We planned on moving all along, so I’m not sure where we’d be. I like to picture us in Bloomington, the home of my college alma mater, Indiana University. It’s a college town, but also great for having children. I like to think of packing the diaper bag, the stroller, a blanket, snacks, Reggie, and Ben and Cora in the car and driving to the beautiful IU campus. I would show Cora my favorite campus spots, the buildings I loved, telling her about the classes I hated, and the teachers that changed the way I thought for the better. She wouldn’t be able to talk back yet, but would look interested, so I imagine six months to be a wonderful age.

I take breaks in writing this to stare off and out the window. A big tree grows almost as tall as the school.
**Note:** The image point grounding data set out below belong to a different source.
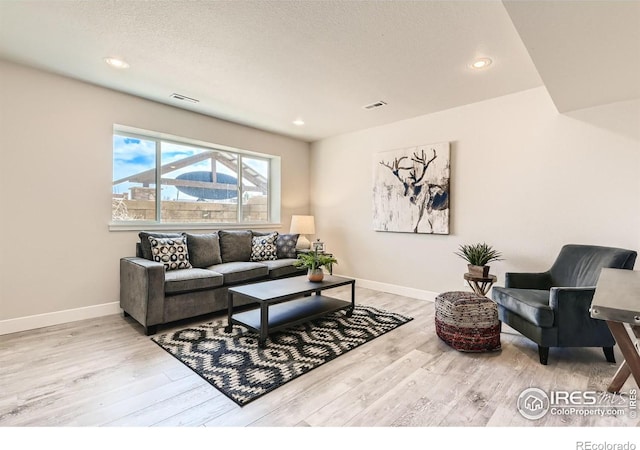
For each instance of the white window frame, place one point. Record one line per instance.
(273, 185)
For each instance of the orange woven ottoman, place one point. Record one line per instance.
(468, 322)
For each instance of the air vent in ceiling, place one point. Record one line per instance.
(184, 98)
(377, 104)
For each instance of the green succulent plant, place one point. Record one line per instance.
(314, 260)
(478, 254)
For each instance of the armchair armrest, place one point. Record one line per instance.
(526, 280)
(571, 315)
(142, 290)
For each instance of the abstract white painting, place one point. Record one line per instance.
(411, 189)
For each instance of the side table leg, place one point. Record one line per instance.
(229, 327)
(619, 378)
(631, 356)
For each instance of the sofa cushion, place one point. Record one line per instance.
(286, 245)
(235, 245)
(283, 267)
(238, 272)
(172, 252)
(530, 304)
(263, 248)
(177, 281)
(146, 246)
(204, 249)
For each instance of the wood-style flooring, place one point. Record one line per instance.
(105, 372)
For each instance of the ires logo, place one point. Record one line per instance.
(534, 403)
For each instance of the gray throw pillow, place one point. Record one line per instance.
(204, 249)
(146, 246)
(235, 245)
(263, 248)
(286, 246)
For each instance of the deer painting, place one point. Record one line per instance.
(426, 190)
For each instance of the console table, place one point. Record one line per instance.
(617, 300)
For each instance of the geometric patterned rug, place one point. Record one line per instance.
(235, 365)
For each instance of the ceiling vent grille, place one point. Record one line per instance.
(184, 98)
(375, 105)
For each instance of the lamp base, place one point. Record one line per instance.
(303, 243)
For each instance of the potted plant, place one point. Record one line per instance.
(477, 257)
(314, 262)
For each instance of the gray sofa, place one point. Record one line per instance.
(176, 276)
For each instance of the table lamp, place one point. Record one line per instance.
(302, 225)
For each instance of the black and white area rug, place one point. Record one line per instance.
(235, 365)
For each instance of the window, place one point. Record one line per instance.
(160, 180)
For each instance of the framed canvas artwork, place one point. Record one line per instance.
(411, 189)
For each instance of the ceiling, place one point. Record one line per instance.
(266, 63)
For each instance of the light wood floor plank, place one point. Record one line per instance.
(106, 372)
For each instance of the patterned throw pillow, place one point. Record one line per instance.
(172, 252)
(263, 248)
(286, 246)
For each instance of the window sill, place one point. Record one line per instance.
(152, 226)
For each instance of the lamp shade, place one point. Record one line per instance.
(302, 225)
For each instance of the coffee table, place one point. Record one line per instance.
(287, 302)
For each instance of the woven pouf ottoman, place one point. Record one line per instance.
(467, 321)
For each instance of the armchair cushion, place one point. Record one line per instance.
(525, 280)
(530, 304)
(580, 265)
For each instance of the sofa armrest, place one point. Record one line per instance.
(576, 327)
(526, 280)
(142, 290)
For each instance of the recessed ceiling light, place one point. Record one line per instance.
(481, 63)
(117, 63)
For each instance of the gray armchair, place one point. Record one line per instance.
(552, 308)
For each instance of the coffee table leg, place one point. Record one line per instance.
(229, 327)
(264, 325)
(349, 312)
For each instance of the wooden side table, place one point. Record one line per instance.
(480, 285)
(616, 300)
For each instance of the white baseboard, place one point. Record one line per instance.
(57, 317)
(398, 290)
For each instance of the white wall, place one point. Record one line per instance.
(55, 189)
(523, 178)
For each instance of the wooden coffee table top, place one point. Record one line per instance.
(287, 287)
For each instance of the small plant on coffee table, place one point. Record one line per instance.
(314, 261)
(478, 256)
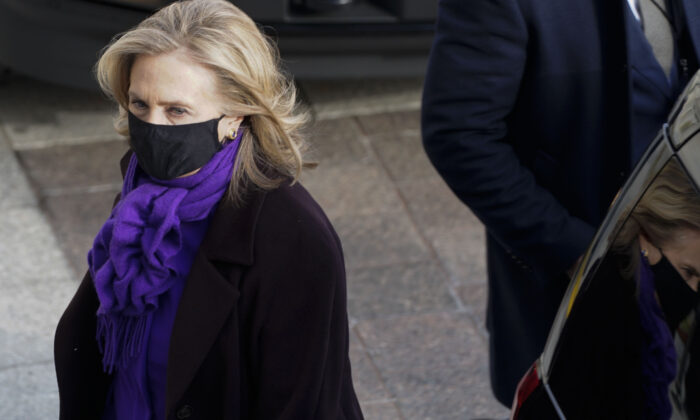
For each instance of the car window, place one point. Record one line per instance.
(629, 345)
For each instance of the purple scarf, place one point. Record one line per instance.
(658, 352)
(130, 260)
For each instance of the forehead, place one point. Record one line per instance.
(172, 76)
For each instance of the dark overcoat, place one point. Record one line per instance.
(261, 330)
(526, 115)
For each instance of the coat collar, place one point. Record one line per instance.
(209, 295)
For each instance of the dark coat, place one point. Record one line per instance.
(261, 330)
(526, 115)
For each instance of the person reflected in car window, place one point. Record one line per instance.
(659, 245)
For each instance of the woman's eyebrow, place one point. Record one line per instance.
(179, 103)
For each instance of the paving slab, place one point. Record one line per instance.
(37, 114)
(74, 168)
(37, 286)
(379, 239)
(14, 188)
(381, 411)
(366, 378)
(28, 392)
(392, 122)
(338, 98)
(403, 156)
(398, 290)
(434, 364)
(76, 219)
(339, 140)
(352, 187)
(454, 233)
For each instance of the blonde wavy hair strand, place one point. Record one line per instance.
(246, 63)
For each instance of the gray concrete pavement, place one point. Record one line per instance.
(414, 253)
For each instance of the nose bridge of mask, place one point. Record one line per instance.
(168, 151)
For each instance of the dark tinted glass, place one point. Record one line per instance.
(629, 348)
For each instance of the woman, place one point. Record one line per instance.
(659, 246)
(216, 288)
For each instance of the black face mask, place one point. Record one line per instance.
(169, 151)
(676, 297)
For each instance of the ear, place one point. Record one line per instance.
(227, 124)
(653, 253)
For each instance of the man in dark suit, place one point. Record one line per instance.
(534, 112)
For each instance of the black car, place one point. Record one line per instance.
(59, 40)
(622, 345)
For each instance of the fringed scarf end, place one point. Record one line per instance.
(120, 339)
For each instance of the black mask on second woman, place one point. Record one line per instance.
(676, 296)
(169, 151)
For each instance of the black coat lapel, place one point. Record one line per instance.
(206, 303)
(210, 296)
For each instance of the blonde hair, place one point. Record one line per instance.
(219, 36)
(670, 204)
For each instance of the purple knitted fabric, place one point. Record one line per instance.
(658, 352)
(130, 261)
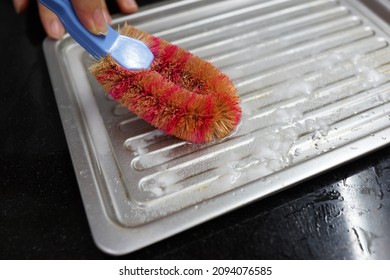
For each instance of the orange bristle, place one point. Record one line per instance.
(181, 94)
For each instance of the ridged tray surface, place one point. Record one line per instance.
(313, 78)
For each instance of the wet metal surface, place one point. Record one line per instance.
(313, 77)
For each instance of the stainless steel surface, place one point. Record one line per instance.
(313, 77)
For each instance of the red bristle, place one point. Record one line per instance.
(181, 94)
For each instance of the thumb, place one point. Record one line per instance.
(93, 15)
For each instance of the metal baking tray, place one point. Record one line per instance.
(313, 78)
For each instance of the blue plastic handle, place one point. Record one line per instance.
(128, 52)
(96, 45)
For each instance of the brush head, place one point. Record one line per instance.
(180, 93)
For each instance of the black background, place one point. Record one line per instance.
(342, 214)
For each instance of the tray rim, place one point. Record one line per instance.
(113, 239)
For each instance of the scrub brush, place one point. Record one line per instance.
(178, 92)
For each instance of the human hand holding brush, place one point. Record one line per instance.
(93, 14)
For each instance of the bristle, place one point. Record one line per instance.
(181, 94)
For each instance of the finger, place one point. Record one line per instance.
(106, 12)
(20, 5)
(51, 23)
(91, 15)
(127, 6)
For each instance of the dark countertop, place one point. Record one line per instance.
(341, 214)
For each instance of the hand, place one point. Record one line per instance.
(93, 14)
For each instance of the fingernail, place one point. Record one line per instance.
(56, 29)
(130, 5)
(100, 25)
(107, 16)
(17, 6)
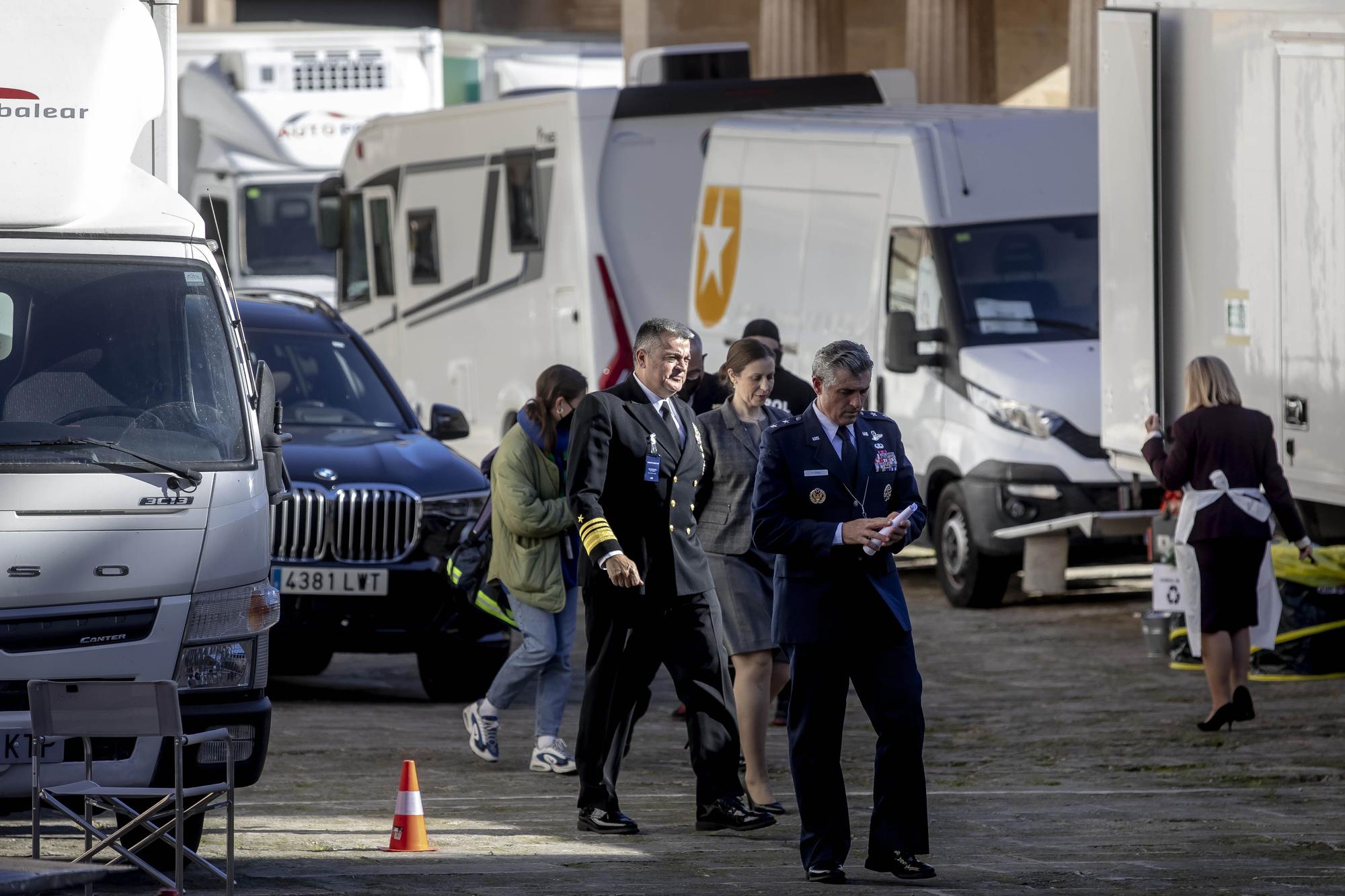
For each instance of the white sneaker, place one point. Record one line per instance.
(556, 758)
(482, 732)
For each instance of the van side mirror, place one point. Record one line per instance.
(330, 205)
(900, 353)
(271, 419)
(447, 421)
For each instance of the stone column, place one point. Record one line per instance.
(952, 48)
(1083, 52)
(801, 38)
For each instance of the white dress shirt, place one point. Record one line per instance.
(833, 434)
(677, 427)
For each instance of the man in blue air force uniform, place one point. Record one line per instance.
(829, 481)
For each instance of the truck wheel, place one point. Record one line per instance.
(291, 658)
(161, 854)
(454, 671)
(968, 576)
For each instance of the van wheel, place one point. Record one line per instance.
(968, 576)
(457, 671)
(161, 854)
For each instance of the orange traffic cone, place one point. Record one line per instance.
(410, 818)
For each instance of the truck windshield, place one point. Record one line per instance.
(280, 232)
(325, 380)
(134, 354)
(1026, 280)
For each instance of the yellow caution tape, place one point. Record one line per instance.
(1328, 571)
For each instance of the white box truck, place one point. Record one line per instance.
(139, 450)
(960, 244)
(267, 112)
(482, 244)
(1223, 224)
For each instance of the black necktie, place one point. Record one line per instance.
(666, 411)
(849, 459)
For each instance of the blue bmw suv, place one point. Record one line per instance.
(377, 503)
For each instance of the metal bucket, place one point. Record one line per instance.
(1156, 624)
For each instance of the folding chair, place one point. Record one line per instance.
(89, 709)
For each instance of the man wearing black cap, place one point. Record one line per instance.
(790, 393)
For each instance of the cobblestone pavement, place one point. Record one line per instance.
(1059, 758)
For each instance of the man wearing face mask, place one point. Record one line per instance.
(536, 556)
(649, 595)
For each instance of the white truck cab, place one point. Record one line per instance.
(137, 474)
(267, 114)
(960, 244)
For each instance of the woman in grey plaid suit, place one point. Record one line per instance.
(743, 575)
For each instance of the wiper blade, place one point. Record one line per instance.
(186, 473)
(1048, 322)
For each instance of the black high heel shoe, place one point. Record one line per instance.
(1243, 704)
(1225, 715)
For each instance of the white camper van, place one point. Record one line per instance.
(960, 244)
(138, 447)
(267, 114)
(1222, 228)
(482, 244)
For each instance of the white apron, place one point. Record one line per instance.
(1252, 502)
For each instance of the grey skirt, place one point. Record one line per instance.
(746, 587)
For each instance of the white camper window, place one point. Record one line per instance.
(423, 244)
(905, 251)
(6, 326)
(216, 214)
(381, 231)
(525, 218)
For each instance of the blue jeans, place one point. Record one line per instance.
(545, 654)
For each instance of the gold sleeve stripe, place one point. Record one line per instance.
(597, 521)
(597, 536)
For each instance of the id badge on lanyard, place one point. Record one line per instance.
(652, 460)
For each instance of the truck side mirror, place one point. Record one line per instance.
(330, 206)
(900, 353)
(270, 417)
(447, 421)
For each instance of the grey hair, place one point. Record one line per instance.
(652, 333)
(841, 356)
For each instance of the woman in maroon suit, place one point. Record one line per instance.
(1223, 455)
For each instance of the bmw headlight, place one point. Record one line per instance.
(221, 645)
(1016, 415)
(458, 507)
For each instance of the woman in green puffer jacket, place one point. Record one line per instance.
(536, 555)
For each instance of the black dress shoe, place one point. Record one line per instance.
(775, 809)
(730, 813)
(606, 822)
(827, 873)
(905, 865)
(1243, 709)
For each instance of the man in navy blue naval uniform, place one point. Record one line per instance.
(829, 481)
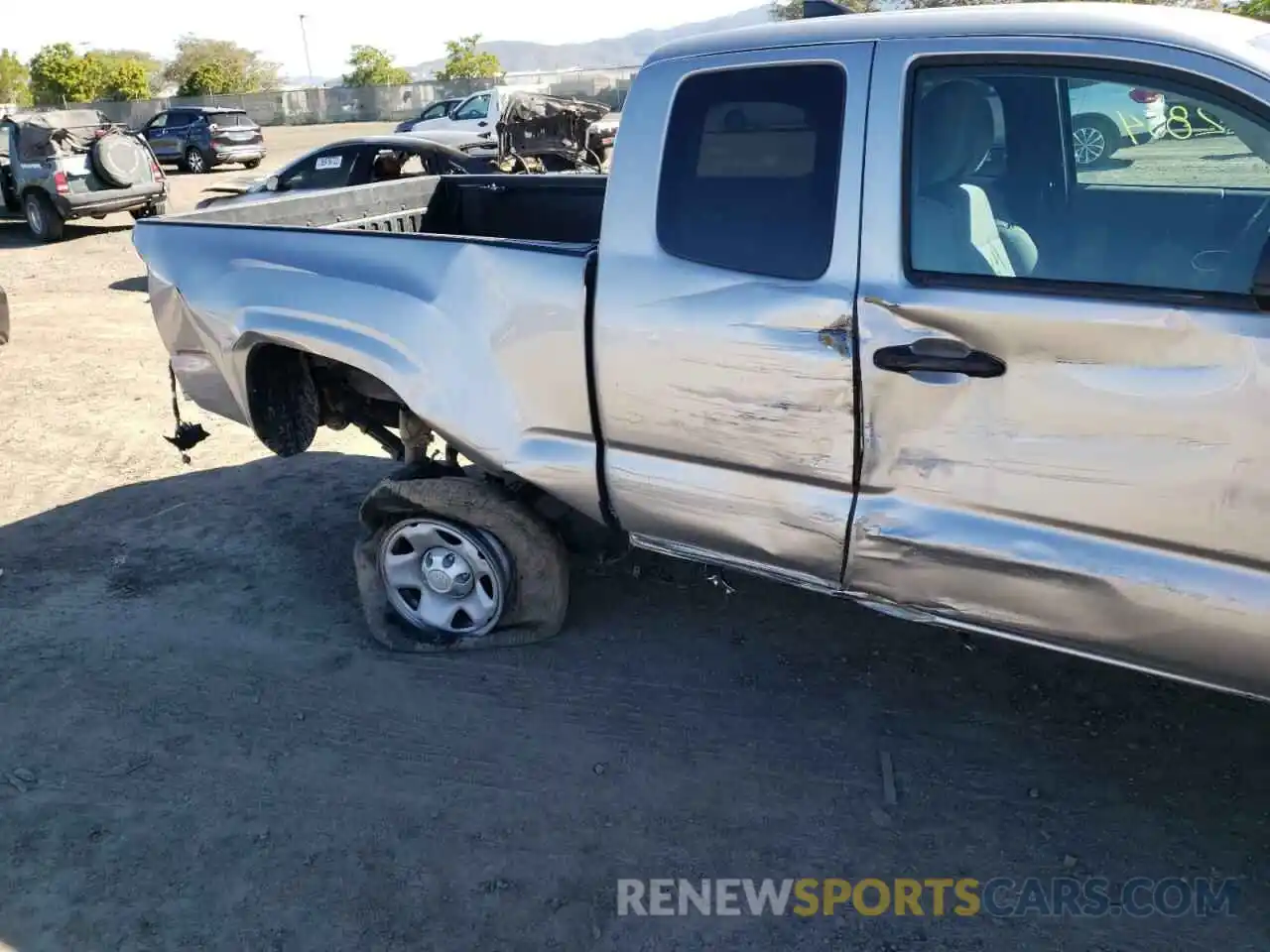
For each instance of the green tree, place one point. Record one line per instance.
(373, 67)
(465, 61)
(218, 66)
(14, 79)
(125, 80)
(151, 66)
(60, 75)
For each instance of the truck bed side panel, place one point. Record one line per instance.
(484, 339)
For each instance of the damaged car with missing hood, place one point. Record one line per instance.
(539, 132)
(73, 164)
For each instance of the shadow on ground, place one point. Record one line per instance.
(213, 740)
(16, 234)
(140, 285)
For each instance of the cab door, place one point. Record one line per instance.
(1070, 445)
(722, 315)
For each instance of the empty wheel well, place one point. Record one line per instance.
(291, 394)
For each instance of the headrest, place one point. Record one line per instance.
(953, 131)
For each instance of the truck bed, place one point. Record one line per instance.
(552, 208)
(462, 298)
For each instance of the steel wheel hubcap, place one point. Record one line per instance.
(1089, 145)
(441, 576)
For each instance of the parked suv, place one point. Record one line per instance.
(197, 137)
(75, 164)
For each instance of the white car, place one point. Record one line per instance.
(1109, 116)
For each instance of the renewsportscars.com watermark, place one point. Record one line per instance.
(998, 897)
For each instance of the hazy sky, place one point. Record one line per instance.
(412, 31)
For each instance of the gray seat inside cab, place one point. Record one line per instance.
(953, 229)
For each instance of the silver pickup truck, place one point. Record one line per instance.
(848, 313)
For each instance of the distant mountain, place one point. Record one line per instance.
(630, 50)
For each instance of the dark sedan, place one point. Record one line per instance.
(359, 162)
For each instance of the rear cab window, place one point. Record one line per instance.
(1115, 182)
(749, 176)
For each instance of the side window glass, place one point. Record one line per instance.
(475, 108)
(412, 164)
(1169, 185)
(749, 176)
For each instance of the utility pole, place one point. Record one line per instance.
(304, 37)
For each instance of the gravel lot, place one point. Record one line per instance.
(199, 749)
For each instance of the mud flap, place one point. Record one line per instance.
(539, 592)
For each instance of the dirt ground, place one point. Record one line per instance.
(199, 749)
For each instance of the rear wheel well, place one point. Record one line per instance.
(291, 394)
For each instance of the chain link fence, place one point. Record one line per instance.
(307, 107)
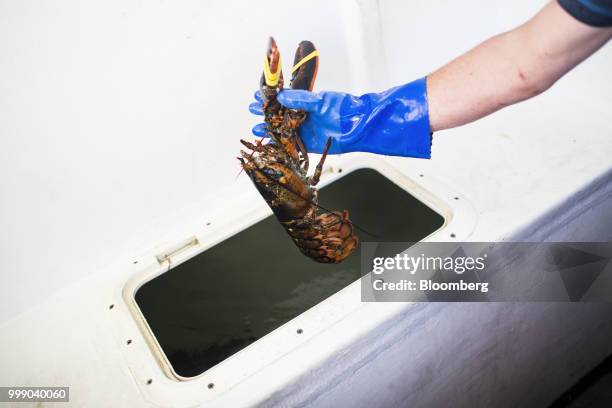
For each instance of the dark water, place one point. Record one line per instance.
(220, 301)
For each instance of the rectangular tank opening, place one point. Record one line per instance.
(220, 301)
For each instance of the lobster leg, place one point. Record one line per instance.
(314, 180)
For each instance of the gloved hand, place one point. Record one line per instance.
(394, 122)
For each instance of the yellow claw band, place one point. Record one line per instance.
(272, 77)
(304, 60)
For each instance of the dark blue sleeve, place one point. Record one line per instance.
(597, 13)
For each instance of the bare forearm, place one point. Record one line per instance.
(510, 67)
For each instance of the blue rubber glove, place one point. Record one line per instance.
(394, 122)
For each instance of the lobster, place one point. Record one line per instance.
(279, 169)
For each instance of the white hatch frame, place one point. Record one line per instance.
(459, 221)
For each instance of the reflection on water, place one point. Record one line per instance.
(220, 301)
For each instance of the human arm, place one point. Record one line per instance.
(510, 67)
(501, 71)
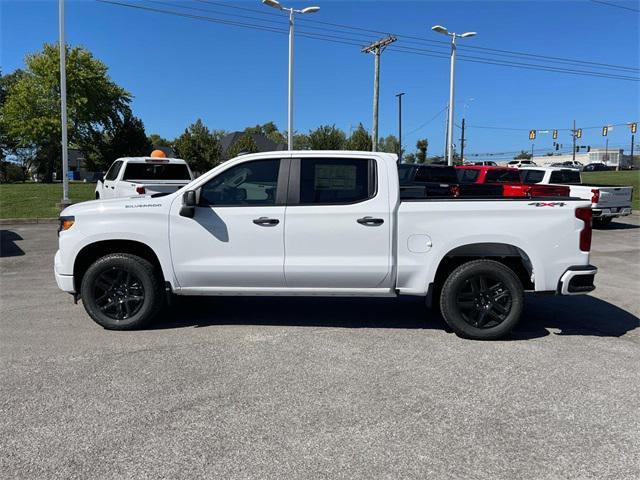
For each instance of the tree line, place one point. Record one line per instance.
(101, 123)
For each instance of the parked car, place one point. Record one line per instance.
(136, 176)
(607, 202)
(429, 181)
(521, 163)
(595, 167)
(568, 164)
(508, 179)
(328, 223)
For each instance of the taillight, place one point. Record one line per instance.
(586, 215)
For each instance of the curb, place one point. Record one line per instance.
(27, 221)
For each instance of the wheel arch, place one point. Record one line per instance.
(93, 251)
(513, 257)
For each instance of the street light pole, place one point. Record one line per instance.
(450, 125)
(292, 11)
(399, 95)
(63, 107)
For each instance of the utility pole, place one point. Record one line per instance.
(462, 143)
(377, 48)
(399, 95)
(573, 135)
(63, 107)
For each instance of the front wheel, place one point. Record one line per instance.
(482, 300)
(122, 291)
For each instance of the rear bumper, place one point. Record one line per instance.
(577, 280)
(611, 212)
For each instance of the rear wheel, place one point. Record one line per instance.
(122, 291)
(482, 300)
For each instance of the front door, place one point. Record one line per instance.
(236, 237)
(338, 224)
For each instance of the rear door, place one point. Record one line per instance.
(337, 228)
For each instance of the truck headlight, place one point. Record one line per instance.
(66, 223)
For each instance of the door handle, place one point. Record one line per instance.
(266, 221)
(370, 221)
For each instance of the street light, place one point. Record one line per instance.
(453, 35)
(275, 4)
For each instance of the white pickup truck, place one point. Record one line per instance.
(322, 223)
(135, 176)
(607, 203)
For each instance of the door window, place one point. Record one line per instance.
(112, 174)
(336, 181)
(250, 183)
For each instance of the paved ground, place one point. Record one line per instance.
(287, 389)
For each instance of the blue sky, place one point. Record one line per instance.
(181, 69)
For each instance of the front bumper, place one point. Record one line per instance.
(577, 280)
(611, 212)
(65, 282)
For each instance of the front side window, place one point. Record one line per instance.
(567, 177)
(112, 174)
(250, 183)
(336, 181)
(502, 176)
(532, 176)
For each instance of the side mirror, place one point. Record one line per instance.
(188, 208)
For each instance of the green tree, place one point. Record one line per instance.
(269, 130)
(359, 140)
(199, 147)
(31, 112)
(389, 144)
(244, 144)
(327, 137)
(523, 155)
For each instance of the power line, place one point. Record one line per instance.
(351, 42)
(441, 43)
(614, 5)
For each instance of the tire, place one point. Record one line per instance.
(482, 300)
(602, 222)
(122, 291)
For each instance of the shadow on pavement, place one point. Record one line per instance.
(578, 315)
(8, 247)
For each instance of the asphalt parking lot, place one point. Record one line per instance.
(316, 388)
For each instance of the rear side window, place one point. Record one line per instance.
(502, 176)
(436, 174)
(570, 177)
(112, 174)
(532, 176)
(467, 175)
(336, 181)
(154, 171)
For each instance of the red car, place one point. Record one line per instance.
(512, 185)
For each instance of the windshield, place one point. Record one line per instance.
(502, 176)
(154, 171)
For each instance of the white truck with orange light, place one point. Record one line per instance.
(136, 176)
(322, 223)
(607, 202)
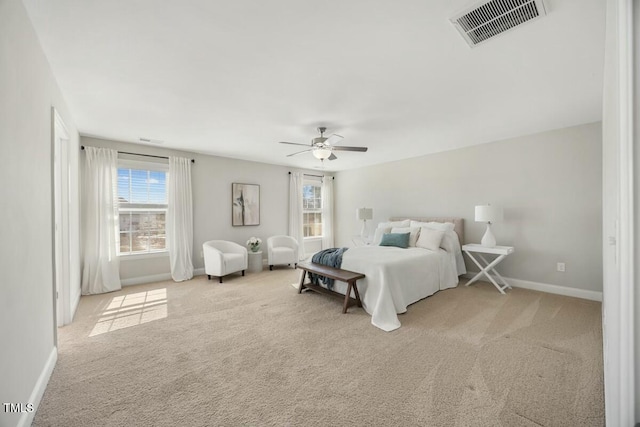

The breeze must be wonderful because the tree dances.

I can feel Cora and I in that breeze, stretched on a blanket, me telling her silly stories, calling her silly nicknames, and the breeze washing over us.

My window.

I come back to today, and I think about my readers. I sob while I come back, but oh, leaving was so joyous. I love daydreaming. I love feeling close to her. My arms physically feel empty. A friend once posted that the number one physical complaint of mothers grieving their children is painful arms. Maybe I found the cause of my throbbing shoulder.

For some reason, the thought comes to mind that this might be my most sad post ever, but also the happiest. The vision of Cora is so happy. I hope I can make you feel that happiness, too. I hope you aren’t only sad when reading, but also happy. Sad happy.

I can't believe it's been six months. At least I have dreams. I always have my daydreams.